Dans chacune de nos vies, comme dans la vie du monde, il y a ainsi des forces de croissance, de renaissance, et nous pouvons les mettre à l'œuvre. La vie éternelle, qui nous est offerte par Dieu, est commencée en chacun de nous : il nous suffit de la vivre efficacement : l'écoute des autres, les gestes de solidarité, le sourire qui peut accompagner toutes nos rencontres, la curiosité qu'on manifeste sans cesse pour tout ce qui existe, tout ce qui naît. C'est cela la vie nouvelle des chrétiens.
Christ, notre Pâque.
La fête de Pâques n'est pas seulement le rappel d'un événement historique : c'est aujourd'hui, Pâques, pour chacun de nous. Il y a en nous la puissance du Christ ressuscité.
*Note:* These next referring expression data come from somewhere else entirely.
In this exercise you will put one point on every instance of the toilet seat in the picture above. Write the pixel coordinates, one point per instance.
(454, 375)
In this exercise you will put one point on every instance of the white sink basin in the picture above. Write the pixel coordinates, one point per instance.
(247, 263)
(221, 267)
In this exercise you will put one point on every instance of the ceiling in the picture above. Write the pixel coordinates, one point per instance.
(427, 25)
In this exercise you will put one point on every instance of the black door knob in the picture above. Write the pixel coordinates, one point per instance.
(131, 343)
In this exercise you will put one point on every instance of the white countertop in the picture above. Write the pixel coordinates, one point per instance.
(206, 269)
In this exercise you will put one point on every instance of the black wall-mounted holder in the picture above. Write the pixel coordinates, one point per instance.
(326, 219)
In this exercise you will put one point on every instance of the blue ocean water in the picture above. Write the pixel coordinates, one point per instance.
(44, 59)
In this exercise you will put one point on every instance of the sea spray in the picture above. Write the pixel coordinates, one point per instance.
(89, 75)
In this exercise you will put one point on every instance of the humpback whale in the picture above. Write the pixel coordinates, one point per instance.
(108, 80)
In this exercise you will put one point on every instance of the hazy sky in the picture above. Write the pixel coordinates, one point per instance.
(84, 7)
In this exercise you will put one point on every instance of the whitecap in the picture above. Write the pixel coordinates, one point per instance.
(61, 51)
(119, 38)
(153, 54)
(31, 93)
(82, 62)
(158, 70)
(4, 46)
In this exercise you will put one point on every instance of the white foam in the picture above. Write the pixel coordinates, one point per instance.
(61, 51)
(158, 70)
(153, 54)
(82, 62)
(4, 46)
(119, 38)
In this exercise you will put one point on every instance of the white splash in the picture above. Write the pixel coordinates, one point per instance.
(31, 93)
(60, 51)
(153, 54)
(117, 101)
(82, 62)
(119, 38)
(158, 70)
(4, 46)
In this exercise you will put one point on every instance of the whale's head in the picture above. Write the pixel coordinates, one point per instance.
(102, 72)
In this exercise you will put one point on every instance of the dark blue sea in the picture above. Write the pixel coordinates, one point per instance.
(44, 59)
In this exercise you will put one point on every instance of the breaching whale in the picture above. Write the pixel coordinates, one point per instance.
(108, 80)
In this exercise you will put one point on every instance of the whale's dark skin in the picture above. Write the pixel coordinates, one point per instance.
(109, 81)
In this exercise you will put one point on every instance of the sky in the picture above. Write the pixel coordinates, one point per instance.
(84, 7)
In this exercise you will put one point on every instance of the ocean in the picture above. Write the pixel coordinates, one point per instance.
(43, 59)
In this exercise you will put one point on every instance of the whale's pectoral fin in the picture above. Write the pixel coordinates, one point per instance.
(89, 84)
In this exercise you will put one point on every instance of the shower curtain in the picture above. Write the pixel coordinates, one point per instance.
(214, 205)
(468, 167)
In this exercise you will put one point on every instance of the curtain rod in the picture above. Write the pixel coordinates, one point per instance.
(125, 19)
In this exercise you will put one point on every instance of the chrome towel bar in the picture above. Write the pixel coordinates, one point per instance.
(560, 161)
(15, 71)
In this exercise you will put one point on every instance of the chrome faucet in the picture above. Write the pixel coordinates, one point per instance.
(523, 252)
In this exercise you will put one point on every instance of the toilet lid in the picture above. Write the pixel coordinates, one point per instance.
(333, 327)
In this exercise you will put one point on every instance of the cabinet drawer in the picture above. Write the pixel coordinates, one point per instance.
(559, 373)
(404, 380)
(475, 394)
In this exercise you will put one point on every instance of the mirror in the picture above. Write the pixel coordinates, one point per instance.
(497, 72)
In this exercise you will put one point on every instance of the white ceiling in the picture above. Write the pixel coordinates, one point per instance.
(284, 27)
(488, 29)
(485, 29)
Nous le disons chaque fois que nous rassemblons : "Le Seigneur est avec nous." Parole verbale ou réalité dans notre existence ? Nous allons célébrer l'Eucharistie, comme Jésus l'a fait à la veille de sa mort, comme il l'a répétée avec les disciples d'Emmaüs le soir de Pâques, et avec combien d'autres ! Chaque fois qu'il nous a partagé le pain, nous l'avons reconnu. Chaque fois que nous nous réunissons, il est au milieu de nous. Joyeuses Pâques. Amen. Alléluia !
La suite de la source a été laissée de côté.